Reputation: 48366
Currently, I want to find the correct data structure to meet the following requirement.
There are multiple arrays with disordered element, for example,
[1, 2], [2, 1], [3, 2, 2], [2], [2, 1, 3], [2, 2, 3]
After processing those data, the result is,
[1, 2], [2, 2, 3], [2], [1, 2, 3]
With sorted element in each array and filter the duplicate arrays.
Here are my thoughts:
Data structure Set(Arrays)
? - Failed. It seems there is only one array in the build-in set
set([])
Data structure Array(Sets)
? - Failed. However, there is no duplicate element in the build-in set
. I want to know whether there is one data structure like multiset
in C++ within Python?
Upvotes: 6
Views: 322
Reputation: 55469
No Python, doesn't have a built-in multiset; the closest equivalent in the standard modules is collections.Counter, which is a type of dictionary. A Counter may be suitable for your needs, but it's hard to tell without more context.
Note that sets do not preserve order of addition. If you need to preserve the initial ordering of the lists, you can do what you want like this:
data = [[1, 2], [2, 1], [3, 2, 2], [2], [2, 1, 3], [2, 2, 3]]
a = set()
outlist = []
for s in data:
t = tuple(sorted(s))
if t not in a:
a.add(t)
outlist.append(list(t))
print(outlist)
output
[[1, 2], [2, 2, 3], [2], [1, 2, 3]]
If the number of input lists is fairly small you don't need the set (and the list<->tuple conversions), just test membership in outlist
. However, that's not efficient for larger input lists since it performs a linear search on the list.
Upvotes: 2
Reputation: 362557
Some of the solutions currently here are destroying ordering. I'm not sure if that's important to you or not, but here is a version which preserves original ordering:
>>> from collections import OrderedDict
>>> A = [[1, 2], [2, 1], [3, 2, 2], [2], [2, 1, 3], [2, 2, 3]]

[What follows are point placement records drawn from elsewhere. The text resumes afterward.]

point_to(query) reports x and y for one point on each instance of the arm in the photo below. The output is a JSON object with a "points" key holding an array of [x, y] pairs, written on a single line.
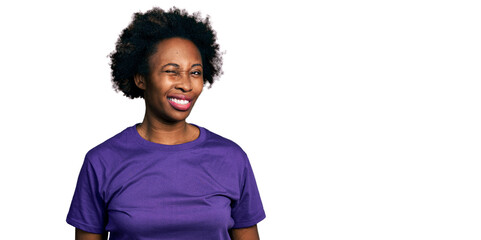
{"points": [[82, 235], [249, 233]]}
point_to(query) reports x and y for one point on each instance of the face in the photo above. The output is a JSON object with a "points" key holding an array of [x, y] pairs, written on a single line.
{"points": [[176, 80]]}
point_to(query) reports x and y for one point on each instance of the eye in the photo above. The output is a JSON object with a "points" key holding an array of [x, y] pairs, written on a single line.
{"points": [[170, 72], [197, 73]]}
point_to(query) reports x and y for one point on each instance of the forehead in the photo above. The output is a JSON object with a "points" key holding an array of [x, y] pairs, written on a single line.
{"points": [[176, 50]]}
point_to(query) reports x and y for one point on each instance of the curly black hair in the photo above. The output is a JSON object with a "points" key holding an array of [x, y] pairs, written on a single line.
{"points": [[139, 40]]}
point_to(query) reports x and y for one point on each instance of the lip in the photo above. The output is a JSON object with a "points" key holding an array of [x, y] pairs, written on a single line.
{"points": [[179, 106]]}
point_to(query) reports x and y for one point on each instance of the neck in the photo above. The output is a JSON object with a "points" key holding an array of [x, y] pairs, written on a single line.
{"points": [[167, 133]]}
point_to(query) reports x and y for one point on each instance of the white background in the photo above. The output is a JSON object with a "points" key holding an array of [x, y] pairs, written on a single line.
{"points": [[361, 118]]}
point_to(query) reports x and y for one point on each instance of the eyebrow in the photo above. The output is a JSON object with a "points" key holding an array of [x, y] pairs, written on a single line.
{"points": [[177, 65]]}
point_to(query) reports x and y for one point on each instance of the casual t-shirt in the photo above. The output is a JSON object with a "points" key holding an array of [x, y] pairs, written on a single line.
{"points": [[136, 189]]}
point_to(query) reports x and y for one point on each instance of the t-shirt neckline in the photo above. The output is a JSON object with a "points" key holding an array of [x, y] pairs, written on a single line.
{"points": [[157, 146]]}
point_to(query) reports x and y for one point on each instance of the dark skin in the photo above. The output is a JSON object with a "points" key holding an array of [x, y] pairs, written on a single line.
{"points": [[176, 72]]}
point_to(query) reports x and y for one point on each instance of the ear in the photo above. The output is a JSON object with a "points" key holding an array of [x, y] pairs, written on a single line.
{"points": [[139, 81]]}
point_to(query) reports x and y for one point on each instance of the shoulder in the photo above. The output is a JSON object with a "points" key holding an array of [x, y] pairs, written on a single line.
{"points": [[114, 146], [216, 140], [228, 149]]}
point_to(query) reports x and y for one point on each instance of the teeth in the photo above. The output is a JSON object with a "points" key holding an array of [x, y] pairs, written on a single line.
{"points": [[179, 101]]}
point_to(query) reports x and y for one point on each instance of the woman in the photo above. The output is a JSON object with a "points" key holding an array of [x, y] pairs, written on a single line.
{"points": [[165, 178]]}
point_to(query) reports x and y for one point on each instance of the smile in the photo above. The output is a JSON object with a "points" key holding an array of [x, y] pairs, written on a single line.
{"points": [[179, 104]]}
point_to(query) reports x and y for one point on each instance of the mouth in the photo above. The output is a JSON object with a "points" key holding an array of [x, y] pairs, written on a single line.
{"points": [[181, 103]]}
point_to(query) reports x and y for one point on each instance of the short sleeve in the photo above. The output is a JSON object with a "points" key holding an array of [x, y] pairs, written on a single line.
{"points": [[248, 210], [87, 210]]}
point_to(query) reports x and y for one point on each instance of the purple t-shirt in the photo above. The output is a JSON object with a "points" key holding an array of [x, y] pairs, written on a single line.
{"points": [[136, 189]]}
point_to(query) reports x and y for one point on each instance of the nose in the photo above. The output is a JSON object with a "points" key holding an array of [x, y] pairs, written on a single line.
{"points": [[184, 82]]}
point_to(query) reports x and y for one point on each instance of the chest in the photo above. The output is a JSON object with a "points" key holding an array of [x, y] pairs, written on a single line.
{"points": [[168, 195]]}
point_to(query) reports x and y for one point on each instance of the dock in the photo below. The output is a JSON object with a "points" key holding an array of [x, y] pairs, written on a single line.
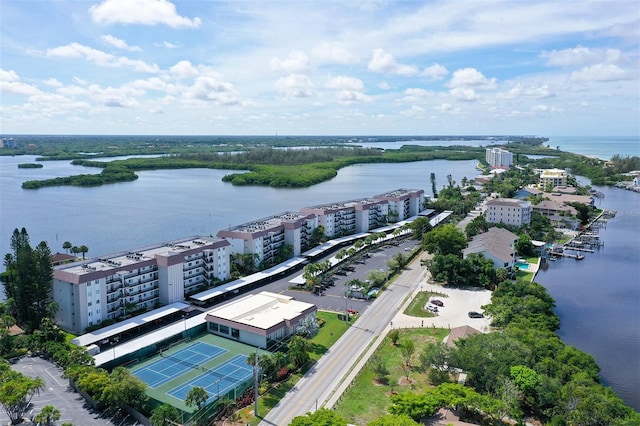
{"points": [[563, 254]]}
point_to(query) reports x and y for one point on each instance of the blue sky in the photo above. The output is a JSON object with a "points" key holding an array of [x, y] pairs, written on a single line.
{"points": [[303, 67]]}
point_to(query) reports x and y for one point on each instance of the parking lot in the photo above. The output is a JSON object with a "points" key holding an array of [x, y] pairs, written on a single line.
{"points": [[57, 392], [333, 297]]}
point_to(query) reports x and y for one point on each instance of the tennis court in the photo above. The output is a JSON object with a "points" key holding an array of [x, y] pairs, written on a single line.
{"points": [[219, 380], [212, 362], [173, 365]]}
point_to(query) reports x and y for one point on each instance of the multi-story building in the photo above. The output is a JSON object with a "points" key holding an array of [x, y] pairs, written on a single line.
{"points": [[509, 210], [403, 203], [499, 158], [115, 286], [550, 178], [496, 244], [8, 143], [265, 237], [350, 217]]}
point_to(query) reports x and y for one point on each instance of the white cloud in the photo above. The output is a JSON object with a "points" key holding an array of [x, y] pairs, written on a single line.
{"points": [[10, 83], [602, 72], [470, 77], [413, 95], [579, 56], [297, 62], [53, 82], [328, 53], [184, 69], [435, 71], [345, 82], [385, 63], [211, 89], [143, 12], [464, 94], [414, 111], [153, 83], [295, 86], [77, 50], [529, 92], [349, 97], [119, 43]]}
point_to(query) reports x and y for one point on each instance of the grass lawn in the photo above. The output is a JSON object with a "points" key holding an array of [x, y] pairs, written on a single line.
{"points": [[416, 307], [328, 334], [366, 399]]}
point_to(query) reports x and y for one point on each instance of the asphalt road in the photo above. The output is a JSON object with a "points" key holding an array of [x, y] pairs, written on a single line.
{"points": [[57, 392], [328, 374]]}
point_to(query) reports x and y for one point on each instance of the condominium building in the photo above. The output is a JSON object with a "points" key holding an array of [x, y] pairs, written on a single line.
{"points": [[265, 237], [115, 286], [499, 158], [350, 217], [552, 178], [497, 244], [403, 203], [509, 210], [261, 320]]}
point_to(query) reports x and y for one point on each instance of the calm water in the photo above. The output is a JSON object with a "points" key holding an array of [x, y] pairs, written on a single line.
{"points": [[597, 298], [168, 204]]}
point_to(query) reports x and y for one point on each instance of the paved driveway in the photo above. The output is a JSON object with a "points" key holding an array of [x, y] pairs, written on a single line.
{"points": [[57, 392]]}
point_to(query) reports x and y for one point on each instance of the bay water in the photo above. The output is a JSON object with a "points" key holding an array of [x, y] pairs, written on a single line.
{"points": [[597, 299]]}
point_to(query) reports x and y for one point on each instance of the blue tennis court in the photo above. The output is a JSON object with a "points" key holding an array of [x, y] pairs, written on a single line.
{"points": [[219, 380], [176, 364]]}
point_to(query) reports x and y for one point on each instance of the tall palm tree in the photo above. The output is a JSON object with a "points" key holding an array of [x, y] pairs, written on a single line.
{"points": [[48, 415]]}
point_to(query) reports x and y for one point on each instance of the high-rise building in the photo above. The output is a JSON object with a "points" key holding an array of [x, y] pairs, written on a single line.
{"points": [[499, 158]]}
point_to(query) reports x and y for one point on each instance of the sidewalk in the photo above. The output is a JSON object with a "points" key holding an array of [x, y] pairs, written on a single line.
{"points": [[453, 314]]}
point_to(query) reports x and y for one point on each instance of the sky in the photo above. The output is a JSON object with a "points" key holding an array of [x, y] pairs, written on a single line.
{"points": [[304, 67]]}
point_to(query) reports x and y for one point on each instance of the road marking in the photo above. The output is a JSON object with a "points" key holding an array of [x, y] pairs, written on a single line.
{"points": [[53, 377]]}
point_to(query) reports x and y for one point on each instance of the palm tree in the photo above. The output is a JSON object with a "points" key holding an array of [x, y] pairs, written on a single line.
{"points": [[164, 415], [197, 396], [48, 415]]}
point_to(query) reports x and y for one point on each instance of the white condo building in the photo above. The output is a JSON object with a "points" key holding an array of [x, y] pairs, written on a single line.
{"points": [[509, 210], [553, 178], [403, 203], [265, 237], [93, 290], [350, 217], [115, 286], [499, 158]]}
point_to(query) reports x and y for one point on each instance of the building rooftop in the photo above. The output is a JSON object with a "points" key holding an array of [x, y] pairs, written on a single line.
{"points": [[512, 202], [263, 310], [118, 261], [271, 222], [496, 241]]}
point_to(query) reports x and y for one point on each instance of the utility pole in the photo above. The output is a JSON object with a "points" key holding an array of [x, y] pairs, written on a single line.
{"points": [[255, 382]]}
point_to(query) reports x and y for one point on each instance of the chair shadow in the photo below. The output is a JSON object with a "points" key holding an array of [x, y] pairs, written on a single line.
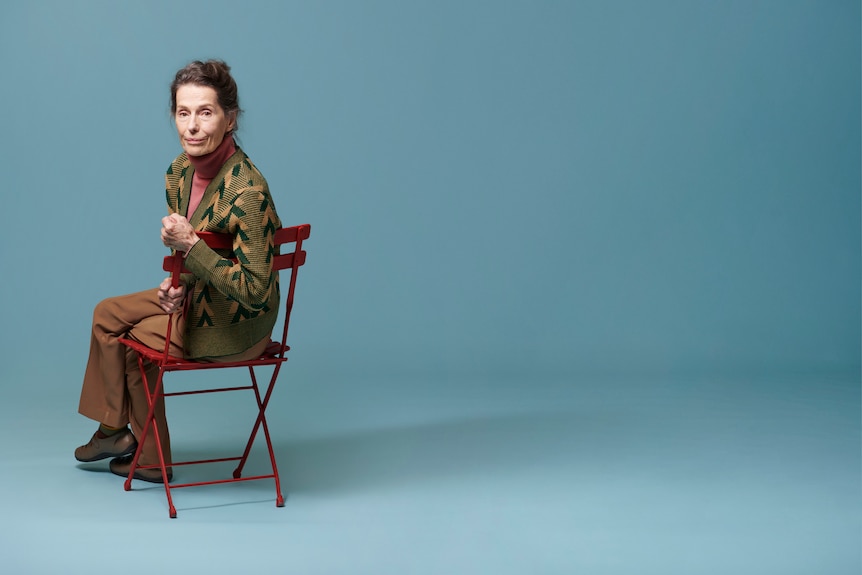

>>> [list(k) for k in OrderedDict.fromkeys(tuple(sorted(a)) for a in A)]
[[1, 2], [2, 2, 3], [2], [1, 2, 3]]
Upvotes: 2
Reputation: 2033
Try this:
[list(i) for i in set(map(tuple, a))]
EDIT:
Assuming that list
is already sorted. Thanks to @PM2RING to remind me.
If not, then add this line above
a = [sorted(i) for i in a]
Thanks again to @PM2RING: one liner
[list(i) for i in set(map(tuple, (sorted(i) for i in a)))]
Upvotes: 2
Reputation: 4449
lst = [[1, 2], [2, 1], [3, 2, 2], [2], [2, 1, 3], [2, 2, 3]]
map(list, set(map(tuple, map(sorted, lst)))
Output:
[[1, 2], [2], [2, 2, 3], [1, 2, 3]]
Upvotes: 4
Reputation: 5533
Transform your list to tuple(thus can be a item of set), then back to list.